Have Germans always been frugal?
Not always. As recently as 2003, Germany was considered the "sick man of Europe." It was reeling under an estimated $1.9 trillion in government spending in the 1990s to modernize East Germany, and suffered both high unemployment and low growth. Driven to act, Social Democratic Chancellor Gerhard Schröder fought the unions and many in his own left-wing party to limit unemployment benefits, rein in pensions, and reform the labor market. His unpopular policies, called Agenda 2010, contributed to his defeat in 2005, but they set Germany on a path to strong, stable economic growth.

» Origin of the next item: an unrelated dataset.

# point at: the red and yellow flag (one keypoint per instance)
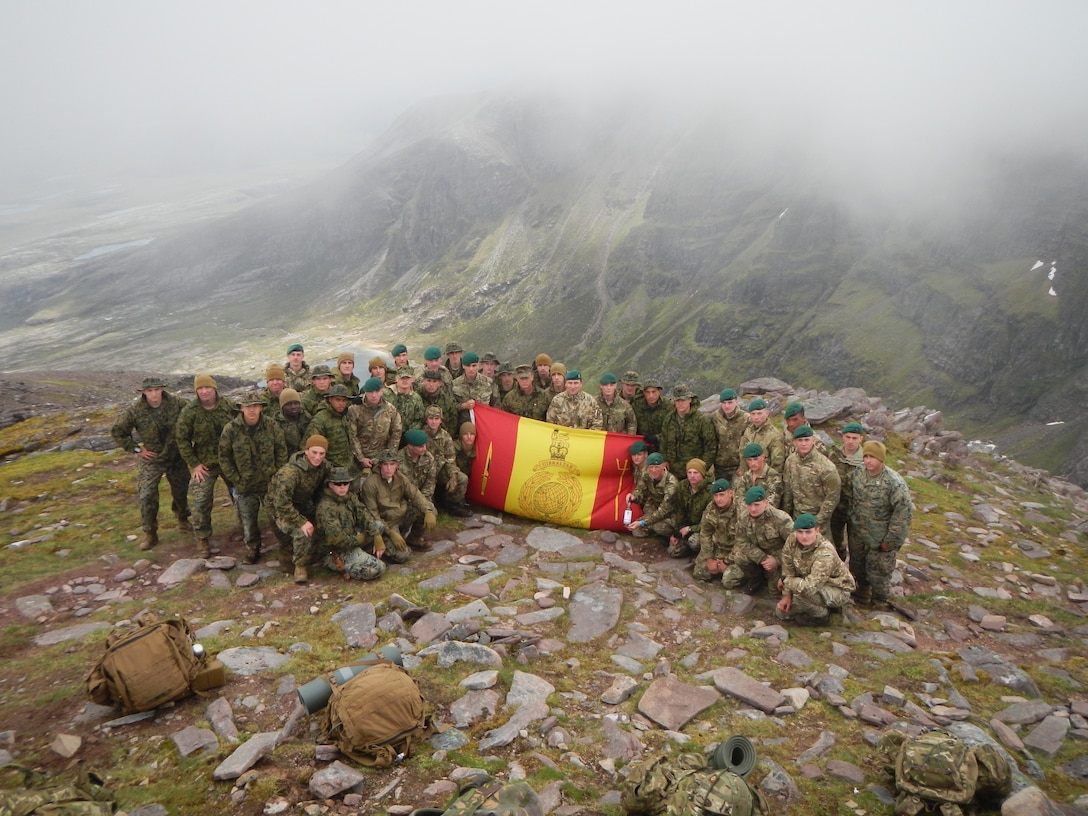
(542, 471)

So austerity is their secret?
Partly, but not entirely. Modern Germany is neither a socialist paradise nor a model of laissez-faire capitalism. Instead, the German economy is based on close partnerships between the public and private sectors — and between management and workers. A network of state-funded research institutes helps incubate innovation, and worker representatives have long sat on German corporate boards. Before the euro crisis hit, these partners hashed out a scheme called Kurzarbeit, or short-time work, under which the government agreed to supplement wages if companies reduced hours for skilled workers rather than laying them off entirely. Bertram Caspari, personnel director of a Mercedes truck factory south of Berlin, was told in 2008 to slash production by half. "We did not fire a single person," he said. "Not one." If Germany has a lesson for other nations, it's that far-sighted political and business leadership can work wonders, especially if they work together, says Steven Rattner, the financier and former Obama administration auto-industry czar. "The German model shows that a developed country can remain competitive even in a world where new economic giants, such as China, India, and others, are emerging," Rattner says.
The Mittelstand advantage
The U.S. has its high-gloss innovators — Microsoft, Apple, Facebook. Don't look for their counterparts in Germany, where all of the top 10 companies have pre-WWII roots. What makes the German economy hum isn't so much young firms as relentless innovation within old ones, especially the many family-run manufacturers that make up the Mittelstand. These are companies that found niches and transformed them over time into larger markets. Stihl AG, for instance, got its start in 1926 when Andreas Stihl invented an early electric chain saw, which weighed in at 140 pounds. Now the company, run by Stihl's son, is the world market leader in "handheld outdoor power equipment," with plants in Virginia, Brazil, and China. Versions of that story exist in towns throughout Germany, from Winnenden, where Kärcher makes pressure washers, to Nürtingen, where Kugler-Womako builds machines that put the spirals in spiral notebooks. Put simply, Germany is thriving because its companies make high-quality products that people value.